If prep is not found in Sydney in a blue sweater thrown over the shoulders after a rowing regatta, it must belong elsewhere. Amongst the homes of Vaucluse, bristling through heavy metal gates, rises a new form of preppy presentation- that of the garden.
Rostam Batmanglij, once-member of the aforementioned Vampire Weekend, remarks: “One thing I always liked about preppy clothes is that they have really saturated colors. When I think of Lacoste I think of that rich green, deep red, radiant yellow.” Staring at the metres-high walls of Vaucluse, one can observe the Lacoste colours in the crawling vines, elephant ears, bromeliads, or tight-knit hydrangeas.
Conceptually, the garden serves its purpose as a hyper-exclusive presentation of wealth. But, as the form changes, so must the rules. The allure of the worn-in elbows of your father’s rugby jumper does not translate one-to-one into the new arena of the garden. What becomes important is size, cost, and how effectively it forms a visual barrier between house and street. These spaces constitute hours of upkeep, a team of green thumbs deliver already-grown plants into the front yard of an otherwise ecologically illiterate owner. The maintenance, too, is beyond the owner, who hires others to take care of their yard.
Visually, the garden sits atop or behind a large (usually sandstone) wall, a thick scarp of hedgerows sitting battlement straight, shoots of Kentia palms exploding over the enceinte, their trailing firework limbs framing a balcony or entryway. Optionally, there may be croppings of flowering plants such as birds of pleasure or roses. The cost and construction of these places conjures immediate visions of enormous riches. These are not the cute or cozy gardens of Balmain (a suburb of somewhat comparable wealth). There is a forceful illustration of affluence, a neighbourhood-wide conformity, a codified image that projects the same implication as a Ralph Lauren bear or Lacoste alligator, though with less preppy frivolity.

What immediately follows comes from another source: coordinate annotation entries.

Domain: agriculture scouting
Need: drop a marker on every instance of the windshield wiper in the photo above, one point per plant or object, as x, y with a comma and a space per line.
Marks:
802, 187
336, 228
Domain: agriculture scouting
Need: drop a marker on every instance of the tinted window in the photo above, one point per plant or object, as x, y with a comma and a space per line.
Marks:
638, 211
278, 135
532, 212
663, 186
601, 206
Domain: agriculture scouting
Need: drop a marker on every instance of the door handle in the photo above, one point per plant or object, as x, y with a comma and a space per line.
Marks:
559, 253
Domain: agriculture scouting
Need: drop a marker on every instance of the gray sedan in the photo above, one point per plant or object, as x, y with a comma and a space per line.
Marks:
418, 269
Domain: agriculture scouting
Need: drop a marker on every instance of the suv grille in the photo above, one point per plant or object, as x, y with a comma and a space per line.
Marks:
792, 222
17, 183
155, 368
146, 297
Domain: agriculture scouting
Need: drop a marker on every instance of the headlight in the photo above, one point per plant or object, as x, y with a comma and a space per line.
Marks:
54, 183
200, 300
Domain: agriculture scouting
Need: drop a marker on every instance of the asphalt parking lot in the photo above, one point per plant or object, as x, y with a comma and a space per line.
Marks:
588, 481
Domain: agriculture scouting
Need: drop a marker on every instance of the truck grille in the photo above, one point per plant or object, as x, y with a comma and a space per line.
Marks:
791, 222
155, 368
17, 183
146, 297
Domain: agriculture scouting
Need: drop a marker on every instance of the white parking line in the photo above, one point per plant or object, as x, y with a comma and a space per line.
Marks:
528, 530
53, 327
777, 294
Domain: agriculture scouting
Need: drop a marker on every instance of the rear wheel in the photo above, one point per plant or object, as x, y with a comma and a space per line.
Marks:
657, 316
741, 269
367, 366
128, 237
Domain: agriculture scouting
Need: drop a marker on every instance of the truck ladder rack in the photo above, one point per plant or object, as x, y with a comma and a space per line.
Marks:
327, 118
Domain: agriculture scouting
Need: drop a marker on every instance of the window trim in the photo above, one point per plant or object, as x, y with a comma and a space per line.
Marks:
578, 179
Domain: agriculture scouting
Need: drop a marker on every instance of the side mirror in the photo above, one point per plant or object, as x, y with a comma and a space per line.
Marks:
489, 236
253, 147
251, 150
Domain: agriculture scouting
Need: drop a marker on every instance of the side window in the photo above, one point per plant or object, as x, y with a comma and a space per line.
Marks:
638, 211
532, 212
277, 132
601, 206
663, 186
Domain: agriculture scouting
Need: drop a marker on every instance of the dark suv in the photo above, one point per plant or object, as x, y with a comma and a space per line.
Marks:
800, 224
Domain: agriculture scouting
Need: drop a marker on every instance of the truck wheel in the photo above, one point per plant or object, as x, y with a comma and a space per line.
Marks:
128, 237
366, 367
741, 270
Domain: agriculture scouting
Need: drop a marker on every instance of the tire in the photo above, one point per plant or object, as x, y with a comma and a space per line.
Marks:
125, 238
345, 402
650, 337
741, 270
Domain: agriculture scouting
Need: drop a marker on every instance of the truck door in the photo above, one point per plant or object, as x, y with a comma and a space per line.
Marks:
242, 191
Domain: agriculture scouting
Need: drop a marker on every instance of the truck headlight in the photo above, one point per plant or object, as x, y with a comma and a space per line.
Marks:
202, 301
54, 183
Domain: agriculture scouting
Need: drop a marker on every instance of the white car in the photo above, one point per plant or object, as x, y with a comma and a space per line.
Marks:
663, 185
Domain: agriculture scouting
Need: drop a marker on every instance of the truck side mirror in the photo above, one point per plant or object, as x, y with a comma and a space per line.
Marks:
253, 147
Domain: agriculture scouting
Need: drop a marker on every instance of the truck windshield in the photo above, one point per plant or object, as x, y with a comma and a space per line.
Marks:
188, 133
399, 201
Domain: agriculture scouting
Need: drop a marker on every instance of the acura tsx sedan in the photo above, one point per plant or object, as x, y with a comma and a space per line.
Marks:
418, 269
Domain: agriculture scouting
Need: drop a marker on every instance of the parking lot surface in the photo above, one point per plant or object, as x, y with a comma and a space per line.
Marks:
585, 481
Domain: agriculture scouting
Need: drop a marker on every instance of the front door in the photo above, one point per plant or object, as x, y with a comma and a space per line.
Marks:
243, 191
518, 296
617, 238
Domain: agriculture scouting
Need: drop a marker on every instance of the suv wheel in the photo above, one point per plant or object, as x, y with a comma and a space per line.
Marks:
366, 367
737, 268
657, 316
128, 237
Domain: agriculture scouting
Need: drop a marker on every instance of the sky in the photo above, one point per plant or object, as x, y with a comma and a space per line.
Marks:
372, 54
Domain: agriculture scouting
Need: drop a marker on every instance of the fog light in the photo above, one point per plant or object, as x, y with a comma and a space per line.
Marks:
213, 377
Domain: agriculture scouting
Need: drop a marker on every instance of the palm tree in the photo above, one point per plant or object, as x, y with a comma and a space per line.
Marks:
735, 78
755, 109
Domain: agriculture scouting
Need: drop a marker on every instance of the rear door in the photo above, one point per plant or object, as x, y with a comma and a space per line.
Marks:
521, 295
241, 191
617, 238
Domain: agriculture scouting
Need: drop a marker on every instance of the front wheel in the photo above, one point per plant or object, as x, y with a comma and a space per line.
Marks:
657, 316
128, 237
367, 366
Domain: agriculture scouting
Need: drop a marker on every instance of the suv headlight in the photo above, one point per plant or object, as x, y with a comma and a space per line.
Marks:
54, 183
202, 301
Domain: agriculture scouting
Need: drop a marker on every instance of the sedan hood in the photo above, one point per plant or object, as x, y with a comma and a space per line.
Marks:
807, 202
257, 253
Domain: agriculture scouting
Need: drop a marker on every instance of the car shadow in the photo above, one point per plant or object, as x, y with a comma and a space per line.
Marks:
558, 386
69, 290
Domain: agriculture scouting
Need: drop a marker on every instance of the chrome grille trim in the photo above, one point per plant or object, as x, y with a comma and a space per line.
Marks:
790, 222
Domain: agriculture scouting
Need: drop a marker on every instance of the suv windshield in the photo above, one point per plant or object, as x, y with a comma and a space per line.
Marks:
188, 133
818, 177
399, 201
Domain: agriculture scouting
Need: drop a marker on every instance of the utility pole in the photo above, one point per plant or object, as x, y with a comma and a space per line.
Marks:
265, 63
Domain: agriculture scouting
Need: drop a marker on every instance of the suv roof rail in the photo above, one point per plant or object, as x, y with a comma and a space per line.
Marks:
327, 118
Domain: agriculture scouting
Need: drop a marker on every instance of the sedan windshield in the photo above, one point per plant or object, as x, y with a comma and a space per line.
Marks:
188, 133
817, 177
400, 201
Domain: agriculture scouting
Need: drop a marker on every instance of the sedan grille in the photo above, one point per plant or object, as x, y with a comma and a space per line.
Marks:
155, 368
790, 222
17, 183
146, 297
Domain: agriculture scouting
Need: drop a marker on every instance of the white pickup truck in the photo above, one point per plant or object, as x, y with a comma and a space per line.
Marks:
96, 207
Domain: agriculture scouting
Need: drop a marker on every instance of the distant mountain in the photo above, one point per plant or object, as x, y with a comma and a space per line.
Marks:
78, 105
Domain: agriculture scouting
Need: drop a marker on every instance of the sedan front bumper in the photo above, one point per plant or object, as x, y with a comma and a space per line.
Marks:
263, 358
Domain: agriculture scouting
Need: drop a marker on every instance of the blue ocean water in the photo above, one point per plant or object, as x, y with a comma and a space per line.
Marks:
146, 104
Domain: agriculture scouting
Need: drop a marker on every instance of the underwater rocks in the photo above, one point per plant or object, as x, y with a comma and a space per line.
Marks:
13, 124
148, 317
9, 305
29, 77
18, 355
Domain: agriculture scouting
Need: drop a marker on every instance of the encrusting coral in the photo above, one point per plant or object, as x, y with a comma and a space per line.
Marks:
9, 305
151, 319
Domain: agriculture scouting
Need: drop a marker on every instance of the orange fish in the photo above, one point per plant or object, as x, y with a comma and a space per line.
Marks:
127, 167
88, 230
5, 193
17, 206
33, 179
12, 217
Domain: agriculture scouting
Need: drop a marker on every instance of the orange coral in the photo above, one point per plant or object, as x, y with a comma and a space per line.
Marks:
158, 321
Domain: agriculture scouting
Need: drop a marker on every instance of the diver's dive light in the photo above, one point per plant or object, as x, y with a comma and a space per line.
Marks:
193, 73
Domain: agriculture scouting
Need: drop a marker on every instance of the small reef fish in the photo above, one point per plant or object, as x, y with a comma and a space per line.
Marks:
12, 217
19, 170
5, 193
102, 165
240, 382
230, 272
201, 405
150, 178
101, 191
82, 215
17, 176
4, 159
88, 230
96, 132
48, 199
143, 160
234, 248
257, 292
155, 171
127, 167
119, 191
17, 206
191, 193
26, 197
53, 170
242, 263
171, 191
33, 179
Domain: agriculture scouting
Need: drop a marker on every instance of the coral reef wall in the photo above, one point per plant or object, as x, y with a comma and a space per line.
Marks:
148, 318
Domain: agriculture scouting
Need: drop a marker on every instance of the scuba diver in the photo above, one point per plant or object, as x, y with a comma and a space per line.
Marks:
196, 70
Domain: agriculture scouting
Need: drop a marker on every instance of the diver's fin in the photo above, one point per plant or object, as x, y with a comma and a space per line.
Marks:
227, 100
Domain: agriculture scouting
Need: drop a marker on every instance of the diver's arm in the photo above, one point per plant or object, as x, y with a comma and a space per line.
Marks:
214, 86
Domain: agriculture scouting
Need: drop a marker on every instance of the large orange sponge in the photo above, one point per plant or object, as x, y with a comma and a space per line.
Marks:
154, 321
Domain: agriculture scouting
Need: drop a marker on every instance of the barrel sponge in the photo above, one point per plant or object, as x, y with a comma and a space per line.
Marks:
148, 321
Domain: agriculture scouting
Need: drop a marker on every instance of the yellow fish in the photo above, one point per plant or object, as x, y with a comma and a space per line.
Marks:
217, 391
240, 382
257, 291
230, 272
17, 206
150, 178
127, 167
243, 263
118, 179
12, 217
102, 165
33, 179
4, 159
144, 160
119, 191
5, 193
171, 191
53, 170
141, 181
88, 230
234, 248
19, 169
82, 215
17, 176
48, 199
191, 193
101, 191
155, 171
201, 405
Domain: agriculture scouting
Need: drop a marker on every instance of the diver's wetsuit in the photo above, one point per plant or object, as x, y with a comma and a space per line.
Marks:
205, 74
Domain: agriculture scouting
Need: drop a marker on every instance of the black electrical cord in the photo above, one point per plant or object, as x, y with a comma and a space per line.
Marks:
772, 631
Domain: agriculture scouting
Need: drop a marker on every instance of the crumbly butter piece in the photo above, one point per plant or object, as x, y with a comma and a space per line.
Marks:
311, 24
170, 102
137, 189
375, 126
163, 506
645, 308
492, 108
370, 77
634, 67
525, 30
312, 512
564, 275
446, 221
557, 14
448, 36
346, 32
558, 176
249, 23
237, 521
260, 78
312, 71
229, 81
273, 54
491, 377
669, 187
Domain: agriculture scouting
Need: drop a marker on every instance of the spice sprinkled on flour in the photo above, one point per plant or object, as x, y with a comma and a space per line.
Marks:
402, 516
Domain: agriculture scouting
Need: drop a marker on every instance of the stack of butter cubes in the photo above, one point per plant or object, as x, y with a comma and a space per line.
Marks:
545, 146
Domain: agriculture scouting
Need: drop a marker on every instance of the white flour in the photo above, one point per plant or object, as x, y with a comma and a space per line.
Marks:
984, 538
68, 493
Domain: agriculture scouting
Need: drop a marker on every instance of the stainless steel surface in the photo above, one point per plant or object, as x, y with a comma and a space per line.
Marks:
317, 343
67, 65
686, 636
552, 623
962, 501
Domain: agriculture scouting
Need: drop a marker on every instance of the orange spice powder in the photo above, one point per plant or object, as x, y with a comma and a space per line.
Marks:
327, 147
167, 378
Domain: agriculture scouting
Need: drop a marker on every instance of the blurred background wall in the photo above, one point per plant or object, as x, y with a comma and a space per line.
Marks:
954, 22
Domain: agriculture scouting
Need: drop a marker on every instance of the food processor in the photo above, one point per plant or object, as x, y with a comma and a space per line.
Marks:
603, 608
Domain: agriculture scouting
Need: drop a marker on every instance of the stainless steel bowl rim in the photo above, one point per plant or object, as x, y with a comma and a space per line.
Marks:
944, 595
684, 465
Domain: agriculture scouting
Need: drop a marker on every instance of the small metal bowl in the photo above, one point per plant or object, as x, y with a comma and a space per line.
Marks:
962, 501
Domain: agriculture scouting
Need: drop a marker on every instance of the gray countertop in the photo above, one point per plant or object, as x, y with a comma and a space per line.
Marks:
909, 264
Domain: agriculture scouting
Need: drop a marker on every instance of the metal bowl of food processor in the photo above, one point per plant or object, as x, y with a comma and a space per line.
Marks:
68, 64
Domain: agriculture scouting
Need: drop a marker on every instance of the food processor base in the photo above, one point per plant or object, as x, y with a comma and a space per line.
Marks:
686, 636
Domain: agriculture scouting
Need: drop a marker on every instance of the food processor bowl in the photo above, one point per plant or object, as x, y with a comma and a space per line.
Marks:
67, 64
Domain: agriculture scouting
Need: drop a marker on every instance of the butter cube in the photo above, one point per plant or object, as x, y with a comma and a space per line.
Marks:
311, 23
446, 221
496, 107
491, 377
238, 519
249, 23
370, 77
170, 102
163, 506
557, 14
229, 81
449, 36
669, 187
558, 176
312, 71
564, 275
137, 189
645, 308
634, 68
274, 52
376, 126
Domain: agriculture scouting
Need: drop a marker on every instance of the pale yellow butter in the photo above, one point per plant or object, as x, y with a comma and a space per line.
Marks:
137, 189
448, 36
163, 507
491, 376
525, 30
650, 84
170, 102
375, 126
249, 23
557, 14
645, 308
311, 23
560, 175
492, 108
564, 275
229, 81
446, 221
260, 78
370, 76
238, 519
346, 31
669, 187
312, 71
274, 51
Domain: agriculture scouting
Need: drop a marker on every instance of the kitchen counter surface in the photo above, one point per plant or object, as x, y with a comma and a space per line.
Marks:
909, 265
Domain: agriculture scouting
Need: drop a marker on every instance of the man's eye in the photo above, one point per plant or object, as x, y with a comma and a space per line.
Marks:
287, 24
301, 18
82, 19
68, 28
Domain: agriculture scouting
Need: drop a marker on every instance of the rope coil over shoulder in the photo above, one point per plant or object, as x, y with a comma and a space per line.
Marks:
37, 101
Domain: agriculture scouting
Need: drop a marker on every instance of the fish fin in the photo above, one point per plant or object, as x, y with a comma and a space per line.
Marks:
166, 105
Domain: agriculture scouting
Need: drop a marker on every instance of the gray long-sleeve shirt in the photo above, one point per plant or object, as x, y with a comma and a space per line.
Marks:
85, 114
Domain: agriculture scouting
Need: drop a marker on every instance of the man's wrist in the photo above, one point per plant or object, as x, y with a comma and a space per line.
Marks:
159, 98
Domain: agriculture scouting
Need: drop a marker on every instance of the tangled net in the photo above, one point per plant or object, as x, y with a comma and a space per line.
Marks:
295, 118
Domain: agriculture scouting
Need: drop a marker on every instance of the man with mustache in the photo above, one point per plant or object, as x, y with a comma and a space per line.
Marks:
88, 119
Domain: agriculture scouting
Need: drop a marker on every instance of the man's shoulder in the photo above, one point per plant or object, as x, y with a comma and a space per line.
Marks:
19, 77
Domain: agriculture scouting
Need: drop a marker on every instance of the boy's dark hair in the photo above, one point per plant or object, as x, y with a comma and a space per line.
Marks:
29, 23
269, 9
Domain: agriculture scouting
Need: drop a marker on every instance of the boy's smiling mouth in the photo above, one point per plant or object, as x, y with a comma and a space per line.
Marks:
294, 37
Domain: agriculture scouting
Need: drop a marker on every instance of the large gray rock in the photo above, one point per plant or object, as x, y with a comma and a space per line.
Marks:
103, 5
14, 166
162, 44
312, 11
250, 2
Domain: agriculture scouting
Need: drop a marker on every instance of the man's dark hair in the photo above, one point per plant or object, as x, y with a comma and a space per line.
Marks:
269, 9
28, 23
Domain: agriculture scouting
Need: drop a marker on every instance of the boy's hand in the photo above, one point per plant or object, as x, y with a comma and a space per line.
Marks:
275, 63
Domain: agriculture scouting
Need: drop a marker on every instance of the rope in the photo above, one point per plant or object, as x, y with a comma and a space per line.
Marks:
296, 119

This is not a love letter to prep. The exclusionary attitudes that calcified a cultural uniform do not deserve the widespread presence that a logo enables. Prep’s proponents appear to realise this. Ralph Lauren alternates between acknowledging groups such as the Lo Lifes and marketing to their core customer base; Rowing Blazers’ collaboration with the NBA indicates a promising porosity to prep in the fashion world to come. Prep’s mass commodification has led to mass adoption, diluting the look’s concentration. While there may be more shirt collars at The Golden Sheaf than at Birdcage, boat shoes are found at neither. As prep becomes more streetwear-oriented, and as the walls collapse, perhaps it’s only natural that the WASPs cling to the seclusion of their gardens.